Je me dis seulement que ne plus être obligé de les utiliser pour ¨dire¨ signifie sans doute alors avoir déjà exploré leur langage jusqu'à en avoir touché les limites.
Évidemment… on me dira que le Christ parlait, qu'Il enseignait les mystères de la vie. C'est vrai, mais Lui non plus n'a manifestement rien laissé qui soit tracé de sa propre ¨plume¨, rien qui puisse être figé.
Souvent, il m'arrive de surprendre des discussions ou de recueillir incidemment des avis sur tel ou tel livre qui vient de paraître. Il n'est pas rare que j'entende alors : " Oh… rien de bien nouveau dans ce bouquin. Pas de révélation, il ne nous apprend rien de plus… ".
C'est là où, par bonheur, j'ai quant à moi appris à me taire. Je n'entre pas dans la discussion parce que c'est inutile. Je constate simplement qu'un grand nombre de ceux qui se disent ¨être sur le chemin¨ n'ont pas encore compris qu'il est vain d'accumuler les ¨révélations¨ et de se gonfler les méninges avec de nouvelles données aux accents ésotériques ou de pseudo-informations fracassantes.
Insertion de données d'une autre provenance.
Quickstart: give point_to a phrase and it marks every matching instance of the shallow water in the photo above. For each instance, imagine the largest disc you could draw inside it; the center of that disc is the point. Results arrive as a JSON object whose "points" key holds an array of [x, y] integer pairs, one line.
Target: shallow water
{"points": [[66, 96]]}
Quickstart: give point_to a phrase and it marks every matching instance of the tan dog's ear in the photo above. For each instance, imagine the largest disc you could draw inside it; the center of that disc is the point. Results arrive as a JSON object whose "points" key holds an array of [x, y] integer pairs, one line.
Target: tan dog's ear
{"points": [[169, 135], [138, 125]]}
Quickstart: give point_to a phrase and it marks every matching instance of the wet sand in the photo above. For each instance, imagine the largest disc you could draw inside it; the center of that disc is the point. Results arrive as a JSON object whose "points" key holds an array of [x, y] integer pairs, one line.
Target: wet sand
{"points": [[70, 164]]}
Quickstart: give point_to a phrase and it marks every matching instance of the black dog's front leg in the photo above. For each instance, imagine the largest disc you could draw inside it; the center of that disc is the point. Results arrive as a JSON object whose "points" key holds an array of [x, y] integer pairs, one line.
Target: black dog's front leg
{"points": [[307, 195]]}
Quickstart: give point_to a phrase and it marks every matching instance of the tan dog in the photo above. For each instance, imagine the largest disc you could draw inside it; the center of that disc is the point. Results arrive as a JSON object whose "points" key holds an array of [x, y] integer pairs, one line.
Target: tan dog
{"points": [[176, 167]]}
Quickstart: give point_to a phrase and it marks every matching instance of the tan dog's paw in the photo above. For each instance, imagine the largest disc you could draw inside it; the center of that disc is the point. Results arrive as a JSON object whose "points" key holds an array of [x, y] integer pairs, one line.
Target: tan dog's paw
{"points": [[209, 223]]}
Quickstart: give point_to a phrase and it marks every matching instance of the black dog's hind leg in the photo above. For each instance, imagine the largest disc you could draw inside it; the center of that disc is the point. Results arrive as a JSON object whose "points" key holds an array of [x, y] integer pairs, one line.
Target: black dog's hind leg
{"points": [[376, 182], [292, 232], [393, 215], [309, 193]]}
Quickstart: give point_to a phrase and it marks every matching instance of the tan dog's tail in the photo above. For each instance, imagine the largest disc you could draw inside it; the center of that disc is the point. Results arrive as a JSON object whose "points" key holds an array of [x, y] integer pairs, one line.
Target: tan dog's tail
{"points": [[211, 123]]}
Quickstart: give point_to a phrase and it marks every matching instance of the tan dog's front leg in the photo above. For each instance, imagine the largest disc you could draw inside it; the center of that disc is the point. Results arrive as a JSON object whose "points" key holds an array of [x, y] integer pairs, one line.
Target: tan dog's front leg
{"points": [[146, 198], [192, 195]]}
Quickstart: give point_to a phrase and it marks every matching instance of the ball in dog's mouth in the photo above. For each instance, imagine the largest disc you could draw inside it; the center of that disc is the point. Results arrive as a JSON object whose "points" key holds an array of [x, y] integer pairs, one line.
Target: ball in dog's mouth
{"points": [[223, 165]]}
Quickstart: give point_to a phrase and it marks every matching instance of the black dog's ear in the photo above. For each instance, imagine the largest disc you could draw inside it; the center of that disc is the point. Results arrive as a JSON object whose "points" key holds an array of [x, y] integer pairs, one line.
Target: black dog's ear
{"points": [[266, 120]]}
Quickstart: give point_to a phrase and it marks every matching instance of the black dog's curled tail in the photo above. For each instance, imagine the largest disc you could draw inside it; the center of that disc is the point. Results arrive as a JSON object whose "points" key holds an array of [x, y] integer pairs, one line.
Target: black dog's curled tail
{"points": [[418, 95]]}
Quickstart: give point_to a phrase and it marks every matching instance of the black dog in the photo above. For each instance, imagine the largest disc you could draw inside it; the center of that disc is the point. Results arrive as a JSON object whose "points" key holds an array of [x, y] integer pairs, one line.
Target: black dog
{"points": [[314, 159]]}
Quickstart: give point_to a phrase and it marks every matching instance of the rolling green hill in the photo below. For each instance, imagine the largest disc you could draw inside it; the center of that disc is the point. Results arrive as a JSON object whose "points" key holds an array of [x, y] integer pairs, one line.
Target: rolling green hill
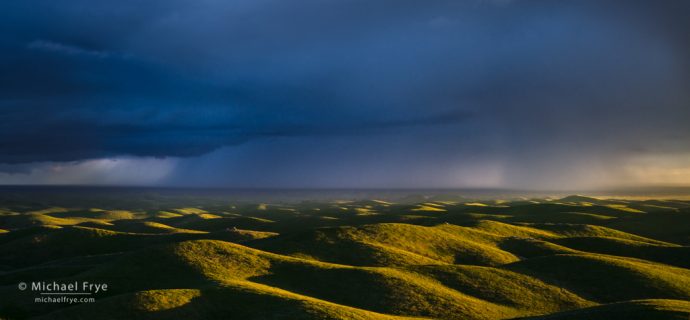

Si ceux qui seraient peut-être en mesure d'apporter d'authentiques éléments novateurs ne le font pas, ne serait-ce pas tout sinplement parce que notre humanité n'a pas encore assimilé et appliqué ce qui lui a été enseigné jusqu'à présent ?
D'une certaine façon, tout a déjà été dit et écrit quant à ce dont nous avons besoin pour devenir de meilleurs êtres humains, des femmes et des hommes dignes de ce nom et vraiment en marche vers eux-mêmes. Tout !
La seule chose qui puisse encore varier, c'est la façon de l'exprimer, la façon de répéter qu'il faudrait qu'on se taise un peu plus pour enfin parvenir à entendre. L'art de l'enseignement, c'est celui de la patiente répétition… jusqu'à l'assimilation silencieuse.
Quant à nous, si nous tentions d'apaiser cet appétit du ¨toujours nouveau¨ et du sensationnel qui caractérise tant notre société, cela irait peut-être un peu mieux. Cette sorte de boulimie fait tellement de bruit en nous !
Lorsqu'un véritable Maître spirituel donne sa bénédiction ou s'offre lors d'un ¨darshan¨, c'est son silence qu'il propose d'abord en nourriture. Savons-nous le savourer ? Toute la question est là.
Nombre de ceux qui recevaient la bénédiction du Christ il y a deux millénaires disaient déjà entre eux : " C'est lui, ce rabbi dont on parle tant ? Décevant… Je n'ai rien ressenti… "
Je crains que dans certaines circonstances de notre vie, nous leur ressemblions trop souvent à vouloir toujours plus, sans jamais rien capter réellement.